Annie Sullivan et Helen Keller
Fin du XIXe siècle en Alabama, Helen Keller, jeune fille devenue aveugle et sourde à l’âge de dix-neuf mois, est incapable de communiquer. À six ans, ses parents décident d’engager une professeure dédiée, Annie Sullivan, elle-même atteinte de cécité partielle. À force de courage et au prix d’un effort douloureux, Helen va peu à peu progresser, apprendre, parler avec ses mains et s’exprimer. Les deux femmes, unies par la même volonté de se libérer, vont tisser une relation puissante…
Comment représenter l’univers d’une fillette aveugle et sourde ? Le silence, l’obscurité, le vide ? C’est à ce problème que répond Joseph Lambert dans cet album, version BD d’une histoire vraie et célèbre. Alors comment ? Par une prouesse visuelle, véritable ressort narratif d’un livre maîtrisé de bout en bout. Du noir profond aux couleurs effacées, de mots jetés sur les objets à une syntaxe construite en passant par le langage des signes, le graphisme étudié souligne la lente transition d’une prison mentale vers la compréhension d’un monde ouvert, de la défiance à la confiance, en un pénible apprentissage freiné par les habitudes d’un milieu conservateur. Malins, aussi, sont ces allers-retours entre le passé d’Annie à l’Institut Perkins et la progression sensorielle d’Helen. Ils cristallisent la métamorphose quand la partie graphique restitue des perceptions. Les personnages secondaires, profonds et tiraillés, achèvent de poser la dramaturgie.
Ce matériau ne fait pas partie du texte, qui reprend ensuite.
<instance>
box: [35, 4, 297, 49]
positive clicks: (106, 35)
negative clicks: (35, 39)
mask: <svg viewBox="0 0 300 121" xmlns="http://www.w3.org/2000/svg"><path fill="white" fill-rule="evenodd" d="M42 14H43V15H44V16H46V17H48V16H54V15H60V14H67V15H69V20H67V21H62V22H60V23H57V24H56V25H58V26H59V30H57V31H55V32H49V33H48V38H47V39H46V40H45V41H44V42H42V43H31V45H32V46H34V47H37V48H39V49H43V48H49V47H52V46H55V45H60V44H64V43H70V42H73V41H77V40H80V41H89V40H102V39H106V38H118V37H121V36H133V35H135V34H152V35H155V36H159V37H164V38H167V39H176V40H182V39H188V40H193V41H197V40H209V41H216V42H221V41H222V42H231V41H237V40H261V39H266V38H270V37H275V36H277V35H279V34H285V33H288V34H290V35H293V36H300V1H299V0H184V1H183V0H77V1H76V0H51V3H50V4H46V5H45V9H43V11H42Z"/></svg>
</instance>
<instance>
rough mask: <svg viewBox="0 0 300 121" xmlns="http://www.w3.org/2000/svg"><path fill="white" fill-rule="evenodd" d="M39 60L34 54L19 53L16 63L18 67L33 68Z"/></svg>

Outre la performance formelle, Joseph Lambert trouve la parfaite distance avec son sujet : ni dans l’empathie mielleuse, ni dans l’analyse froide, il suggère la force de ce lien unique entre deux personnes isolées, fatiguées mais persévérantes ou passionnées. Encore plus à la fin quand le cas d’Helen, instrumentalisé, devient objet de curiosité médiatique. Et si le sujet n’éveillait a priori aucun intérêt particulier, le résultat, un concentré d’émotion pudique, est simplement bluffant de justesse et d’équilibre. Un biopic poignant.